Dan English's BI Blog

Welcome to my random thoughts in regards to Business Intelligence, databases, and other technologies

Archive for January 24th, 2011

Calculating Cumulative Values in Microsoft BI Tools

Posted by denglishbi on January 24, 2011

In working on a business intelligence project a common situation you will find yourself in is having to come up with a cumulative value (running value) calculation.  The challenge that you will find is that depending on what product you are working with the calculation that you need is going to be different.  In this post I will compare how this can be done with T-SQL, Excel, SSIS, SSRS, MDX, and DAX.  Along the way I will provide some additional reference links to other options, content, and I will point out some differences in how the totals are being calculated so you will know what to expect with the results.

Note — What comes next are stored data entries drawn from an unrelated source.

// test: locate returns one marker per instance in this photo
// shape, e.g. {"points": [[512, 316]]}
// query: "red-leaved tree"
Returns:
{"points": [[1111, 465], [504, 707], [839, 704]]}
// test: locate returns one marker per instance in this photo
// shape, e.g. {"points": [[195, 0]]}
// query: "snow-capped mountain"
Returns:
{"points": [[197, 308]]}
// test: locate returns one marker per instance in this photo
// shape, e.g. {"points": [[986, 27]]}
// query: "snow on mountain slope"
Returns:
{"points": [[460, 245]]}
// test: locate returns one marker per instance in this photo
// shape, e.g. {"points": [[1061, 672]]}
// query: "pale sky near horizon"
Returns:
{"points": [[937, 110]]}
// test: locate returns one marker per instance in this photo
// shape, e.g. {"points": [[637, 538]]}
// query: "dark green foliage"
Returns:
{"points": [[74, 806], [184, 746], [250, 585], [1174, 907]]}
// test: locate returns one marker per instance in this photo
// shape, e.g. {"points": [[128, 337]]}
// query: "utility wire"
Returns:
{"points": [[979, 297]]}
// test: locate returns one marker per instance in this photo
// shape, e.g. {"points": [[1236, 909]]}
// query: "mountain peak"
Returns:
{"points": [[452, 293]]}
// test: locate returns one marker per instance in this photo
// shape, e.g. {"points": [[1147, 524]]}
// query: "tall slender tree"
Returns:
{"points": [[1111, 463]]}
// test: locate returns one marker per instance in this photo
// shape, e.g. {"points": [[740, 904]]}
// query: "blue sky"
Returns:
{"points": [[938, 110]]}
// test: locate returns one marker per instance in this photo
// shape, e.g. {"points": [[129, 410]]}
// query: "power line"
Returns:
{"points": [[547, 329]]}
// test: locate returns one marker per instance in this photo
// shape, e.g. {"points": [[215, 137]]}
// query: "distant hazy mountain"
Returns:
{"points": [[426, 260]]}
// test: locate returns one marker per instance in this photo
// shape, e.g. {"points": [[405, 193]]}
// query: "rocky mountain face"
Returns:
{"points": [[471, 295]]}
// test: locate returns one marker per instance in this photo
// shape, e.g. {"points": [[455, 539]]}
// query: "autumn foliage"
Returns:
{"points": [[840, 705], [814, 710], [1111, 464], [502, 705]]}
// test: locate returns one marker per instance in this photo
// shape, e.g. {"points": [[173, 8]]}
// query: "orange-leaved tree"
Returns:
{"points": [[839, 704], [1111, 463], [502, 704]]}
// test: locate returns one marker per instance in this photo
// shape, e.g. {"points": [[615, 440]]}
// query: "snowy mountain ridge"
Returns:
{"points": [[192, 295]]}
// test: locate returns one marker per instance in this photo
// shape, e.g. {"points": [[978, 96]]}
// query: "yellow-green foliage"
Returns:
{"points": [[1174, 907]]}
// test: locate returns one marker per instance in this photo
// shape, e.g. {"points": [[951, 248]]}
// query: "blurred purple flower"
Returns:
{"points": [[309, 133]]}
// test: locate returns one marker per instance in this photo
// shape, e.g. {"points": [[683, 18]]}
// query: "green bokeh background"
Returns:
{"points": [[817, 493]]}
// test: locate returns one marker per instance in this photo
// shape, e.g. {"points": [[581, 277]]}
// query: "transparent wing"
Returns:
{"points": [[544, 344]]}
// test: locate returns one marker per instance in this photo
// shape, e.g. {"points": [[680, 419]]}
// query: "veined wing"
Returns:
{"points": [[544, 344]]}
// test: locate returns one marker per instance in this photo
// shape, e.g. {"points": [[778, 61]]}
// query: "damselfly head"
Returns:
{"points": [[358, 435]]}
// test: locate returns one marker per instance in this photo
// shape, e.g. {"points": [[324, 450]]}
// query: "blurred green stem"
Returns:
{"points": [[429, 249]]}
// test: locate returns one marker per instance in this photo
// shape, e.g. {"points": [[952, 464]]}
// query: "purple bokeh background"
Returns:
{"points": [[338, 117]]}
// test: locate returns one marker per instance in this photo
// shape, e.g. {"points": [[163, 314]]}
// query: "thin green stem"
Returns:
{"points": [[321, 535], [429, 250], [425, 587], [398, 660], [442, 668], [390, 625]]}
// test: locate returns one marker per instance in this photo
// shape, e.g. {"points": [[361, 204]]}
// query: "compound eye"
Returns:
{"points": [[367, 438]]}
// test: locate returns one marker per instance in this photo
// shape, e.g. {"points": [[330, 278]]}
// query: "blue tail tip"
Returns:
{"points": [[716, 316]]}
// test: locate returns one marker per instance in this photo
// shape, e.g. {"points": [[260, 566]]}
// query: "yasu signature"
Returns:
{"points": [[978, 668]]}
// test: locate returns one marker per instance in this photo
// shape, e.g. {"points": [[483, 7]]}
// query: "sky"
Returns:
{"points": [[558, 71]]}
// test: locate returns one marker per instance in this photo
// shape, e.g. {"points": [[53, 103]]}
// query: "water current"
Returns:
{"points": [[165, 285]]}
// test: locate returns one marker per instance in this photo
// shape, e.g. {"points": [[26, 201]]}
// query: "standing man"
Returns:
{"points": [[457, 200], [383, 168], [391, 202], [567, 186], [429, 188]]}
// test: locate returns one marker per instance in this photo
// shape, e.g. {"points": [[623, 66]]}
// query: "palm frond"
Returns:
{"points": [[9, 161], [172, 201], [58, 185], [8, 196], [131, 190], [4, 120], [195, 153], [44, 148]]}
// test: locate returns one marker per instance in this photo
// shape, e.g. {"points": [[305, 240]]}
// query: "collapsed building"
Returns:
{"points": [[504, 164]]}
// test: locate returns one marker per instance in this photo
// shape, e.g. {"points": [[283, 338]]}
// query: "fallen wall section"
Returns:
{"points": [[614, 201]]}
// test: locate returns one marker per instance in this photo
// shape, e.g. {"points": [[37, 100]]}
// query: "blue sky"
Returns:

In these examples I will be working with the Contoso Retail Data Warehouse data sample.  These examples below are not necessarily going to be the optimal approaches, just showing how you can go about getting at the desired result.

SQL Server T-SQL

So let’s start out taking a quick look how calculating the sales over each of the years directly against the data in the database through SQL Server Management Studio.

SELECT d.CalendarYear,

       SUM(f.SalesAmount) SalesAmount,

       SUM(f.SalesAmount) + COALESCE((SELECT SUM(SalesAmount)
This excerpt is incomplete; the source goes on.